Paroxysme de la schizophrénie.

Cette « petite Turquie » tunisienne que veut promouvoir le gouvernement vise à changer également la perception qu’ont les Tunisiens d’eux-mêmes, en leur donnant l’impression d’être des Orientaux plutôt que des Maghrébins. Car apprendre une langue, c’est aussi instiller un message identitaire. La réciproque directe, c’est que refuser l’accès à une langue, c’est vouloir annihiler tout lien identitaire avec la civilisation qui dont émane cettelangue. Et vu que l’éducation nationale refuse toujours d’introduire la langue amazighe dans les écoles, les institutions sont donc en train de démontrer par les faits qu’une de leurs préoccupations est de détruire à tout prix la culture amazighe tunisienne.

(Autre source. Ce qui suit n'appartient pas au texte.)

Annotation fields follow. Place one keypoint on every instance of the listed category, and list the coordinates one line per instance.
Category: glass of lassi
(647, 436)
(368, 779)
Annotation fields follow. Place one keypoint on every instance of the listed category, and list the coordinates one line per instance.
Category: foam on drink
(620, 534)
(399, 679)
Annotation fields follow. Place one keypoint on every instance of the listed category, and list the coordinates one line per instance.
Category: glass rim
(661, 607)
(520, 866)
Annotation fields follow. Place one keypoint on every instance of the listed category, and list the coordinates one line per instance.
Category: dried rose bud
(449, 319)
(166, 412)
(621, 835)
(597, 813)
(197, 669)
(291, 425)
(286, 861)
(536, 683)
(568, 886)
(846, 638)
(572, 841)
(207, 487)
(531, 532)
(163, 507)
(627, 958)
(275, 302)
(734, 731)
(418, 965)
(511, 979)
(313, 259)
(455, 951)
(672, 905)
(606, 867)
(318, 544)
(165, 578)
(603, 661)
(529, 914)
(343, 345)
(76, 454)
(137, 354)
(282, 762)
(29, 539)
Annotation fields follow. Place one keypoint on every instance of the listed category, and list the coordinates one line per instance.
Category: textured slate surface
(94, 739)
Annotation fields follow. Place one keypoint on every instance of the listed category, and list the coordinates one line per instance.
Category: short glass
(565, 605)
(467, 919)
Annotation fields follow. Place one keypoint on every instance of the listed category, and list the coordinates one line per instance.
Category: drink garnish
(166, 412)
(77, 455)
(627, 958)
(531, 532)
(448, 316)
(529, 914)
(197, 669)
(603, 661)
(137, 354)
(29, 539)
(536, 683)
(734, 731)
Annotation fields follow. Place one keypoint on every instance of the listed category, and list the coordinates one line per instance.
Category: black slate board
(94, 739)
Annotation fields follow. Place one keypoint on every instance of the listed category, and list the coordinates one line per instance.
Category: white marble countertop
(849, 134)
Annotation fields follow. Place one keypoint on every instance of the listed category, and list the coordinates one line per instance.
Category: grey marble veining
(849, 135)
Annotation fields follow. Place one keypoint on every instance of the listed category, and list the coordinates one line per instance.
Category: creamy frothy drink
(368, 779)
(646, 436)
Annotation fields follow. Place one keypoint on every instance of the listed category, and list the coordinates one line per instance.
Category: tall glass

Car en effet, même dans les régions berbérophones de notre pays, le tamazight n’est pas enseigné dans les écoles et ce malgré les demandes répétées des populations ellesmêmes. Nous pouvons rappeler que notre pays a été interpellé par le Comité pour l’élimination des discriminations raciales des Nations Unies pour son refus de permettre aux berbérophones d’introduire leur langue dans le cursus scolaire.

Notre priorité ne devrait-elle pas aller à garantir l’enseignement de notre propre langue indigène, celle que nous avons créée nous-mêmes et que nos ancêtres (ainsi que beaucoup de nos contemporains) parlaient, utilisée dans tout le Maghreb, ou alors à celle d’une langue étrangère, qui fait certes parti de notre passé, mais non pas de notre fait, du fait d’un épisode colonial que nous avons subi ? En sommes-nous en Tunisie à porter chèrement dans notre coeur tout ce qui nous vient de la domination de nos ancêtres et à rejeter tout ce que nos propres pères ont inventé, tout ce qui nous est spécifique ?

« Nous sommes tous un peu Turcs », va-t-on nous dire. Si nous sommes tous un peu turques, alors nous sommes tous beaucoup amazighs. La majorité des Tunisiens sont d’origine amazighe, c’est un fait avéré génétiquement, anthropologiquement et sociologiquement. Et si seulement 2% des Tunisiens parlent encore la langue amazighe comme langue maternelle (et ce à cause des ravages de la politique d’exclusion linguistique), il n’existe aucune communauté tunisienne turcophone. Il n’existe aucun village en Tunisie où les enfants naissent en entendant leur mère leur parler turc. Il existe des association culturelles représentant les Amazigh tunisiens (que les autorités choisissent de ne pas écouter et même de ne pas rencontrer) mais il n’existe aucune association culturelle de Turcs tunisiens. Pour donner des cours de turc en Tunisie, il va falloir aller recruter en Turquie, alors que les Imazighen sont ici, ils sont nés ici, n’ont aucune autre patrie et ne demandent que le droit de bénéficier des infrastructures scolaires pour donner des cours. En bref, nous avons la chance d’avoir notre propre culture, notre propre civilisation, mais nos décideurs font tout pour la réduire à néant.

Introduire plus de langues étrangères à l’école n’est pas une mauvaise chose en soi ; ce qui est dommageable c’est les motivations idéologiques claires derrière ce choix. Peut être que nos dirigeants pensent ainsi devenir Erdogan à la place d’Erdogan. Mais qu’ils ne s’y trompent pas, il n’existe qu’un seul point commun entre l’AKP et notre troïka : tout comme cette dernière cherche à chasser l’identité amazighe du sol tunisien, cette première fait de même avec l’identité kurde et arménienne du sol turc.